The effects of thromboxane A2 (TXA2) on the synthesis of platelet-activating factor (PAF) and leukotriene B4 (LTB4) were studied using human polymorphonuclear neutrophils (PMN). Scatchard analysis for binding experiments using [3H]S-145, a specific TXA2/prostaglandin H2 (PGH2) receptor antagonist, revealed the existence of a single class of binding sites (Kd = 83.0 +/- 2.8 nM, Bmax = 113.0 +/- 3.1 fmol/2.10(6) cells) in human PMN. Upon stimulation with a combination of U46619, a TXA2 mimetic agonist, and N-formylmethionylleucylphenylalanine (FMLP, 1 microM), the synthesis of PAF was detected, although this was not significantly enhanced by U46619 or FMLP alone. The maximal production of PAF as well as the maximal activity of acetyl-CoA acetyltransferase was observed at approx. 20 min after addition of both stimuli.
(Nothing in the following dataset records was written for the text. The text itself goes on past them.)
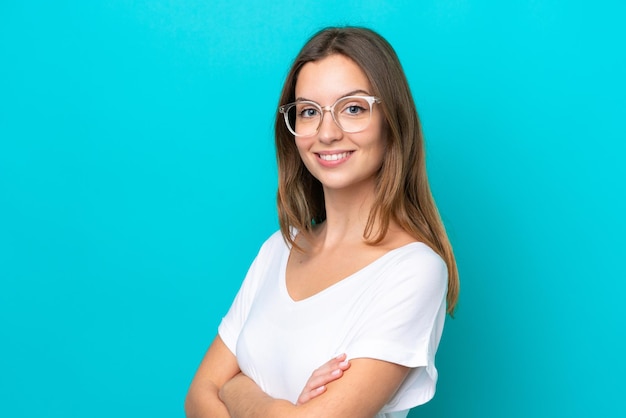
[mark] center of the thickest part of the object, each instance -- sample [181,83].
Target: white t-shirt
[393,310]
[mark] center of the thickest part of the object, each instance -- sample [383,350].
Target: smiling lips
[334,157]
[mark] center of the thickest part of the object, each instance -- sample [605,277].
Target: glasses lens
[303,118]
[353,114]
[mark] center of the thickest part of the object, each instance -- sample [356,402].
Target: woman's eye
[308,113]
[354,110]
The effects of U46619 plus FMLP on PAF synthesis showed dose dependence to different concentrations of U46619 (0.1-10 microM), and were completely inhibited by S-145. Contrarily, no significant amounts of LTB4 were detected by radioimmunoassay during the stimulation with U46619 and FMLP. These results suggest that TXA2 and FMLP synergistically activate human PMN to induce PAF synthesis and this effect of TXA2 is mediated through its specific receptor.